Chapter Six:  Jewels of a Different Caliber

Miracle Max watched his hot, young niece as she pulled out some more thyme for him.  He didn't really need it; he just liked checking out her booty.

So plump and juicy.  He licked his chops.  I wish Valerie were still like that.  He looked back at his bony wife, who was watching their nephew.

So sexy and muscular.  Valerie thought.  I wish Max had been like that.  

"I 'ave them, Oncle Max!"  Jeanette purred.  "'Ere is some thyme for you." 

Jean-Pierre looked back at his sister and smiled warmly at his aunt.  "Valerie, I 'ave une probleme."

"What is it, darling?"  Valerie cooed.

"I am tinking… zat Jeanette ees pregnant with mon enfant."

"Oh.  Are you sure the kid is yours?"

"Non!  But I am afraid for her!"

"You should be.  She could explode into a thousand little pieces."

"Vraiment?"

"Truly."  Valerie nodded.

"Oh la la oh!"

He is so sexy when he's worried.

Valerie and Max sat eating their BLTs in silence.  Jeanette and Jean-Pierre had gotten on their horses for home. 

"I miss it, all right."  Max responded to nothing.

"The old sex?"

"Yeah."  He sighed. 

Then somebody knocked firmly on the door.

"Oh, who in Florin is here at this time of… the evening."  Valerie slowly got up and hobbled over to the door.  "HUMPERDINCK!"  She gasped.

The prince blushed.

"Ah!  What is he doing here?!  The king's stinkin' son!  Who's he got?  Can I kill him?"

Then Beauty stepped forward.

"Never mind.  For a night with her, anything, Highness."  Max gave a mock-bow, but his eyes kept eagerly on the beautiful girl by his side.

Valerie slapped Max on the buttocks.

"Ooh!  Well, what do you need then?"  Max asked, eyeing his wife.

"To know more about The Family Jewels." 

"Humperdinck, I heard about you losing your balls."  Max grinned wryly.

"To put it crudely, yes."  Beauty said.  "We want to know why his father is so keen on having them."

Miracle Max laughed.  "Oh, you funny kid.  I'll tell you exactly why.  The king wants Humperdinck to have kids of his own.  Without balls, there are no kids."
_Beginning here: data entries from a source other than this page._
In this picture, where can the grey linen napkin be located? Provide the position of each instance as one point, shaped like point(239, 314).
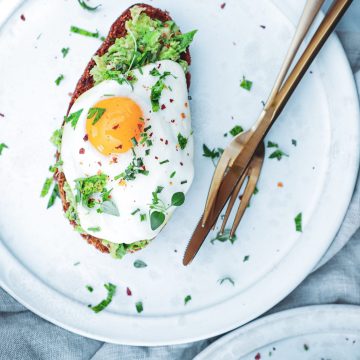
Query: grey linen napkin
point(24, 335)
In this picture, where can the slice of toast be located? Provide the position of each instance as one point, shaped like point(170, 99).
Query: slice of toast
point(86, 82)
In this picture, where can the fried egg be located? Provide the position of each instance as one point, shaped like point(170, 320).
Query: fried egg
point(138, 135)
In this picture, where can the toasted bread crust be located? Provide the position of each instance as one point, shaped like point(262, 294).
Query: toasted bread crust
point(86, 82)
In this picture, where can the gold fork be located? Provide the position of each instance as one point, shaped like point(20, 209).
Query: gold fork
point(237, 156)
point(252, 171)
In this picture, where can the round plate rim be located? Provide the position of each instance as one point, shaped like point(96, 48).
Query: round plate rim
point(196, 335)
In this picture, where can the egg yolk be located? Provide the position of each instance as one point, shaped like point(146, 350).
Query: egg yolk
point(118, 129)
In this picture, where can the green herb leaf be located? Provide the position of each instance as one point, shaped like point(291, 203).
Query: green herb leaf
point(53, 196)
point(2, 147)
point(182, 141)
point(272, 144)
point(178, 199)
point(95, 229)
point(278, 154)
point(139, 264)
point(59, 79)
point(65, 51)
point(84, 32)
point(46, 187)
point(156, 219)
point(73, 118)
point(298, 222)
point(85, 6)
point(237, 129)
point(246, 84)
point(227, 278)
point(95, 113)
point(224, 237)
point(139, 307)
point(111, 289)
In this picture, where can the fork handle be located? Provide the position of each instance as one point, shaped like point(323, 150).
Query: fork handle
point(311, 9)
point(326, 27)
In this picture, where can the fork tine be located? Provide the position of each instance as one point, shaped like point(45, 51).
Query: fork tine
point(215, 184)
point(254, 173)
point(232, 200)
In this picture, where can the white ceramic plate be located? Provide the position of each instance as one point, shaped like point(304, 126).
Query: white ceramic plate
point(325, 332)
point(38, 248)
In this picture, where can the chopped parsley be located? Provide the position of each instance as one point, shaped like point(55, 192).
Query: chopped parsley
point(95, 229)
point(65, 51)
point(277, 154)
point(46, 187)
point(54, 194)
point(237, 129)
point(84, 32)
point(111, 289)
point(212, 154)
point(139, 307)
point(156, 91)
point(182, 141)
point(136, 167)
point(85, 6)
point(225, 236)
point(227, 278)
point(59, 79)
point(73, 118)
point(91, 193)
point(139, 264)
point(96, 114)
point(246, 84)
point(2, 147)
point(298, 222)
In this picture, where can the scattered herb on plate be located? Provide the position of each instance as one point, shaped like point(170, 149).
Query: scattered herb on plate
point(139, 264)
point(228, 279)
point(111, 289)
point(85, 6)
point(139, 307)
point(298, 222)
point(246, 84)
point(59, 79)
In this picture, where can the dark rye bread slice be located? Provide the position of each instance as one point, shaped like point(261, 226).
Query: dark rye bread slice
point(86, 82)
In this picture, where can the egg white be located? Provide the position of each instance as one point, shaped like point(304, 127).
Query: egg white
point(166, 124)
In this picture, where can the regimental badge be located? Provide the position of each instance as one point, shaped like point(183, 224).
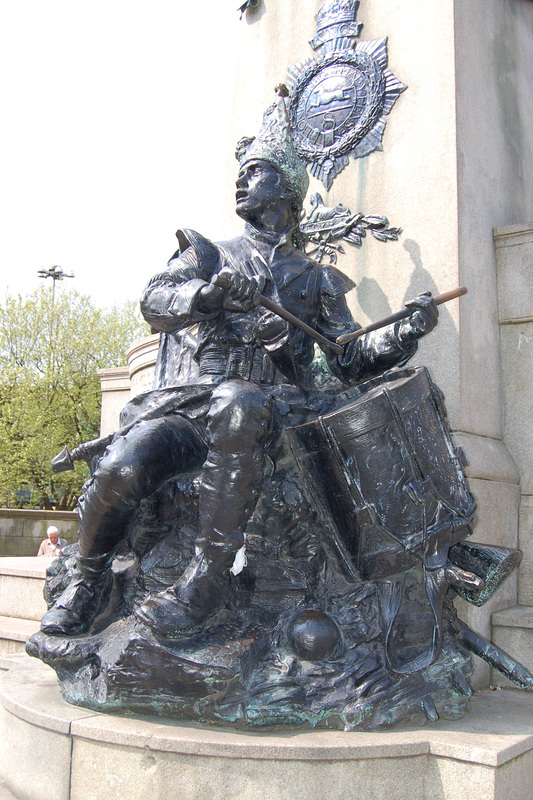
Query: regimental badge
point(337, 102)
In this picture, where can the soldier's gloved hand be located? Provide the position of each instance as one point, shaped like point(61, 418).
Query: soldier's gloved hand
point(423, 318)
point(271, 330)
point(231, 291)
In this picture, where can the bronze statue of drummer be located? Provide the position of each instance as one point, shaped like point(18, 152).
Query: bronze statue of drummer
point(254, 364)
point(364, 504)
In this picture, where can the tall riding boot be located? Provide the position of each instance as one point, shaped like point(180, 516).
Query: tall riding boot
point(240, 427)
point(228, 496)
point(76, 608)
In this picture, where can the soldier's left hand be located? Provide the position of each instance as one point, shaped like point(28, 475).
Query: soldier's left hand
point(423, 318)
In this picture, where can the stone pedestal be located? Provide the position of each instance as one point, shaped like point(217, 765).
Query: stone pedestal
point(51, 749)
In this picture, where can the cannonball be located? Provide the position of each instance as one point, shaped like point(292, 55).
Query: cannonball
point(313, 634)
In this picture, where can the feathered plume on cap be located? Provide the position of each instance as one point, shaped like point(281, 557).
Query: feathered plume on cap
point(274, 144)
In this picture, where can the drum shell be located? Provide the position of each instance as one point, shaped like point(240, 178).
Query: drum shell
point(385, 471)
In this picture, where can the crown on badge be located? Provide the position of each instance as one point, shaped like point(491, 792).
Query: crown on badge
point(336, 20)
point(274, 144)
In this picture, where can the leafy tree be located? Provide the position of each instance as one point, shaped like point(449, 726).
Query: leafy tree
point(50, 349)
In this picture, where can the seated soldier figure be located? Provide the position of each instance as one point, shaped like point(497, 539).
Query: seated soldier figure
point(253, 369)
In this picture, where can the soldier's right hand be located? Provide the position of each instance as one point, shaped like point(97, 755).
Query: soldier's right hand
point(231, 291)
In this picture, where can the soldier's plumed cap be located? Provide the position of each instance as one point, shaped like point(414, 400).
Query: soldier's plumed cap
point(274, 144)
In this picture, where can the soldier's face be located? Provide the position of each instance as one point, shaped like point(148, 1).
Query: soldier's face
point(258, 189)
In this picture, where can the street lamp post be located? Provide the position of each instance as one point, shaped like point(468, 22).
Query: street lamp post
point(57, 274)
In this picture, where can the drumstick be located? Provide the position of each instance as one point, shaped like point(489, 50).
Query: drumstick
point(439, 299)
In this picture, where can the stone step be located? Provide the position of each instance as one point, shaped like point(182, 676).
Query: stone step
point(5, 794)
point(21, 587)
point(14, 634)
point(512, 630)
point(11, 660)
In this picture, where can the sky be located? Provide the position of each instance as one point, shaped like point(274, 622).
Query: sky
point(112, 136)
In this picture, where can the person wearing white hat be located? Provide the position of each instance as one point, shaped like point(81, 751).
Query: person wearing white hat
point(53, 545)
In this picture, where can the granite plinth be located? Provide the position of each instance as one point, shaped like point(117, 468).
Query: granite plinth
point(486, 756)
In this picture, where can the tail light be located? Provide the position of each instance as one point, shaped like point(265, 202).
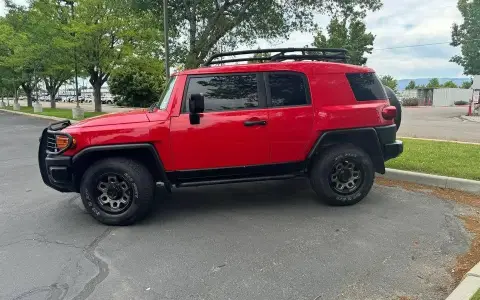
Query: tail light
point(389, 112)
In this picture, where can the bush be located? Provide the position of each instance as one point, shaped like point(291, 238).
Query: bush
point(410, 102)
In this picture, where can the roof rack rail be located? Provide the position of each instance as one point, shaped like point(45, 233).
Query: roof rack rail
point(281, 54)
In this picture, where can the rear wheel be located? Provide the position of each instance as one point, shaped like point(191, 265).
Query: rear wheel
point(392, 98)
point(342, 175)
point(117, 191)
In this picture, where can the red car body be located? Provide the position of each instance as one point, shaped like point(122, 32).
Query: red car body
point(329, 121)
point(221, 139)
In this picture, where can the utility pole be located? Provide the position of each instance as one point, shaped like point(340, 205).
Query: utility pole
point(75, 57)
point(167, 50)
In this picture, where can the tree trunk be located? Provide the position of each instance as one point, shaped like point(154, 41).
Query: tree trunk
point(29, 98)
point(53, 103)
point(97, 96)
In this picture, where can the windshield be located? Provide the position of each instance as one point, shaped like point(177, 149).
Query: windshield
point(165, 98)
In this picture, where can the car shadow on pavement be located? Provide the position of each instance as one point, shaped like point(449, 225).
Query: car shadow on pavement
point(232, 197)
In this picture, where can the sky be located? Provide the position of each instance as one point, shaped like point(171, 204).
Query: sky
point(400, 23)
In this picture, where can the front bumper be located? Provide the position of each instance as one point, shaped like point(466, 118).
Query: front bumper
point(392, 150)
point(56, 170)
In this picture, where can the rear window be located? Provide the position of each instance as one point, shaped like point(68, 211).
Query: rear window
point(366, 86)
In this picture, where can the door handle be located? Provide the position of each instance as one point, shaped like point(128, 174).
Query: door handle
point(255, 123)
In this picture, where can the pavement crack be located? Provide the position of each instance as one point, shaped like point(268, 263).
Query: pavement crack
point(55, 292)
point(41, 239)
point(102, 266)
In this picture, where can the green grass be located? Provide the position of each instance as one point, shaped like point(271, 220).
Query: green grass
point(476, 296)
point(57, 112)
point(439, 158)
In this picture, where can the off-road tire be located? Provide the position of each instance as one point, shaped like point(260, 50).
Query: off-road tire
point(320, 174)
point(135, 174)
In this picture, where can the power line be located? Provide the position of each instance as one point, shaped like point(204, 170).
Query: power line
point(412, 46)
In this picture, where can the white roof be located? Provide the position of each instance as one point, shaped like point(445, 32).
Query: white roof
point(476, 82)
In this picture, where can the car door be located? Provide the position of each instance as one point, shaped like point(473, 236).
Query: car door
point(290, 116)
point(232, 131)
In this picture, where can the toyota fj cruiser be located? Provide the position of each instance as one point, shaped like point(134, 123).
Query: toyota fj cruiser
point(301, 112)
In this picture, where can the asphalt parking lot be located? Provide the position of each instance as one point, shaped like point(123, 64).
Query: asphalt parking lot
point(246, 241)
point(442, 123)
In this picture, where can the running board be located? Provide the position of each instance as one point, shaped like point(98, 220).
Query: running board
point(236, 180)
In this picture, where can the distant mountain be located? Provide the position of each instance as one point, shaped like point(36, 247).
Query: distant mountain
point(402, 83)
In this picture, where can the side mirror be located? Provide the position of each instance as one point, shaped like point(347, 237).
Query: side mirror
point(196, 104)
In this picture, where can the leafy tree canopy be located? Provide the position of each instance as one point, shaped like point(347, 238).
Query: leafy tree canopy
point(198, 26)
point(433, 83)
point(449, 84)
point(411, 85)
point(467, 36)
point(467, 84)
point(138, 81)
point(389, 81)
point(351, 35)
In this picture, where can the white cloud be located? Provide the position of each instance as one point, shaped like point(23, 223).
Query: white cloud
point(405, 23)
point(397, 24)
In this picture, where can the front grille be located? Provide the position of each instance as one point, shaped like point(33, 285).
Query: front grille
point(51, 143)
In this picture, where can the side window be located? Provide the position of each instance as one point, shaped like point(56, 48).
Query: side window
point(366, 86)
point(287, 89)
point(224, 93)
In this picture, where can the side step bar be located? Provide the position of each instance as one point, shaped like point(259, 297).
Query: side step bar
point(236, 180)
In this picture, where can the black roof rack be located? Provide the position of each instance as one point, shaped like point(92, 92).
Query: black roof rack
point(281, 54)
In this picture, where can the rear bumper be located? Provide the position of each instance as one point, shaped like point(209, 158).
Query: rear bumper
point(392, 150)
point(56, 170)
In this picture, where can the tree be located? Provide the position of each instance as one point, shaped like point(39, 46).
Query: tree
point(449, 84)
point(350, 35)
point(57, 45)
point(467, 84)
point(389, 81)
point(22, 53)
point(203, 24)
point(139, 81)
point(106, 33)
point(467, 36)
point(259, 55)
point(433, 83)
point(411, 85)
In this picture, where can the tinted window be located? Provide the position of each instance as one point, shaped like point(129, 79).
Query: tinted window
point(287, 89)
point(366, 86)
point(222, 93)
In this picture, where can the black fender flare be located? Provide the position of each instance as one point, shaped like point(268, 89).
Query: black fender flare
point(365, 138)
point(392, 98)
point(84, 153)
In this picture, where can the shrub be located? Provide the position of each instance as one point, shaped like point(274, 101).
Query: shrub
point(410, 102)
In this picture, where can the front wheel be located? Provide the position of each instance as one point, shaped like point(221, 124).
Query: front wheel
point(117, 191)
point(342, 175)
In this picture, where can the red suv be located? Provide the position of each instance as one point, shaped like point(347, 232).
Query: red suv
point(301, 112)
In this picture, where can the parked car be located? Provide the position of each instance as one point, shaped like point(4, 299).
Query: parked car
point(108, 100)
point(316, 117)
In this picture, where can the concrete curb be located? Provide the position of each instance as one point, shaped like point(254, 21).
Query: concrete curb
point(37, 115)
point(437, 140)
point(471, 186)
point(469, 285)
point(471, 118)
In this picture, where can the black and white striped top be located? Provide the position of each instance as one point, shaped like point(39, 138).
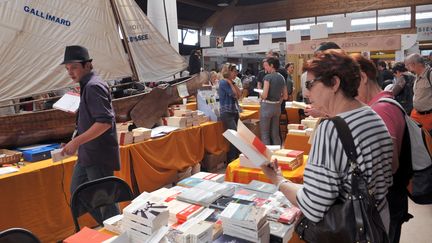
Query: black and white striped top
point(326, 178)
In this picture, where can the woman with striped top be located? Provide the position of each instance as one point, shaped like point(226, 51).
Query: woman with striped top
point(332, 81)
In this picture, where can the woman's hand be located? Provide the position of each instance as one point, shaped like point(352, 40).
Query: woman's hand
point(314, 112)
point(272, 171)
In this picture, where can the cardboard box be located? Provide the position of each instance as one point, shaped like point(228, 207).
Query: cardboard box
point(213, 162)
point(125, 138)
point(253, 125)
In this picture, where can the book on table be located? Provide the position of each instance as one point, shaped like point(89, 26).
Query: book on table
point(249, 144)
point(69, 102)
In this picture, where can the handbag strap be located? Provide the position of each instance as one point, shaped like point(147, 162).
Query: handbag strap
point(346, 138)
point(357, 184)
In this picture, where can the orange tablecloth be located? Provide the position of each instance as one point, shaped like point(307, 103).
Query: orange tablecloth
point(293, 113)
point(37, 197)
point(191, 106)
point(235, 173)
point(297, 142)
point(249, 114)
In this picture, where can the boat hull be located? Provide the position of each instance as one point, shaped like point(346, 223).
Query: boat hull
point(50, 125)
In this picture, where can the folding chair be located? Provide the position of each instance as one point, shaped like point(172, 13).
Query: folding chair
point(91, 196)
point(18, 235)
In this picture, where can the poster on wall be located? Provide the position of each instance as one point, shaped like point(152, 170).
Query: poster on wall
point(219, 42)
point(424, 31)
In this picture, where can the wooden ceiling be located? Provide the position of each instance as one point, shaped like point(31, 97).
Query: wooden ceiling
point(195, 13)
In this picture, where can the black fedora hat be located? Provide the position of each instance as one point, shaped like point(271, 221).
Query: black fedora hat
point(76, 54)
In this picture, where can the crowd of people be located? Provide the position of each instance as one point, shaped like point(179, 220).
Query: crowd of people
point(335, 83)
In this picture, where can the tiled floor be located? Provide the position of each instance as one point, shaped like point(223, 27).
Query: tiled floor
point(418, 229)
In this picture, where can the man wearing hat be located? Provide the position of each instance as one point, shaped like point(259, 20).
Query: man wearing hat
point(96, 137)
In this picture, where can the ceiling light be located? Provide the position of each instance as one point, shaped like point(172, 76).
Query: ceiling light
point(223, 4)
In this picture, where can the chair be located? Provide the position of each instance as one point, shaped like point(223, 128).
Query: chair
point(92, 195)
point(18, 235)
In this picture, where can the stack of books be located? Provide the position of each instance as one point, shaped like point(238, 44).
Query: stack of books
point(261, 187)
point(125, 137)
point(306, 128)
point(209, 176)
point(113, 224)
point(141, 134)
point(247, 222)
point(288, 159)
point(200, 232)
point(198, 196)
point(249, 144)
point(180, 212)
point(143, 220)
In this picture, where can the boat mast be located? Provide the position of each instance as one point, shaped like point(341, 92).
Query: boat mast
point(125, 41)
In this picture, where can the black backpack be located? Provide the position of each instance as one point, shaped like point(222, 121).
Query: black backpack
point(405, 97)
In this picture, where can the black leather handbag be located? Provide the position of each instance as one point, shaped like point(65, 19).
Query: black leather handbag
point(355, 220)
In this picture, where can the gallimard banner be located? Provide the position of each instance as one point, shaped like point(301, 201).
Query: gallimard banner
point(350, 44)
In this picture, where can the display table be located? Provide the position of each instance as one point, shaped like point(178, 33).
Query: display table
point(37, 197)
point(249, 114)
point(297, 142)
point(292, 113)
point(235, 173)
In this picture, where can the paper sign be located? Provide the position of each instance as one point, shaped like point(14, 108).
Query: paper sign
point(205, 41)
point(342, 25)
point(293, 37)
point(319, 31)
point(182, 89)
point(69, 102)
"Oh."  Humperdinck blushed. 

"But without a wife, there are no kids either."  Max wheezed in laughter.

Fezzik, Tequila, Marguerita, and Inigo waited outside, listening in curiously.  Tequila had regretted the loss of Marvin for awhile, but she realized that she had Fezzik still.  Best friend and half-brother with benefits.

"I have a book for you, but I don't want your slimy hands on it.  So I'll recite it for you.  It's called 'So You've Lost Your Nuts.'"  Max grinned, relishing Humperdinck's squeamishness.  "All you've gotta do is get your wife pregnant by somebody else and claim it's yours.  The end." 

"That leaves the wife problem."  Valerie cackled.

"I'm his wife."  Beauty said proudly.

Valerie and Max shut up and their eyes became round. 

Then they both died of a heart-attack.

"You are?"  Humperdinck asked, ignoring the dead couple on the floor.

"Yes."  Then they kissed and got married and all that good stuff.  Tequila and Fezzik eloped; Marguerita and Inigo took over the seas and Marvin was happy in druggie heaven. 

Okay, so they're finally home and Beauty is pregnant.  Humperdinck never asks who the father is, but the day of the birth….

"WAAAAH!"  That wasn't the baby.  "Why the Albino?  Why?"

The moral of this story is that not all stories end well. 

And that drugs and incest are bad.  Why do you think a swarm of angry mosquitoes swooped down on Florin and destroyed them all?  Moses, you see, was quite pissed that he had one more plague from that God person that he didn't get to use, so he decided to make King Humperdinck suffer for all the incest in his kingdom.  Florin died.

The End.

(FieryWordess would like to say that she is not religious but when to Catholic school.  She would also like to mention that she got a B in religion despite a 97 average.  Lastly, she would like to say thank you for reading and she sincerely hopes you will not burn her house down for the blasphemy of her story.)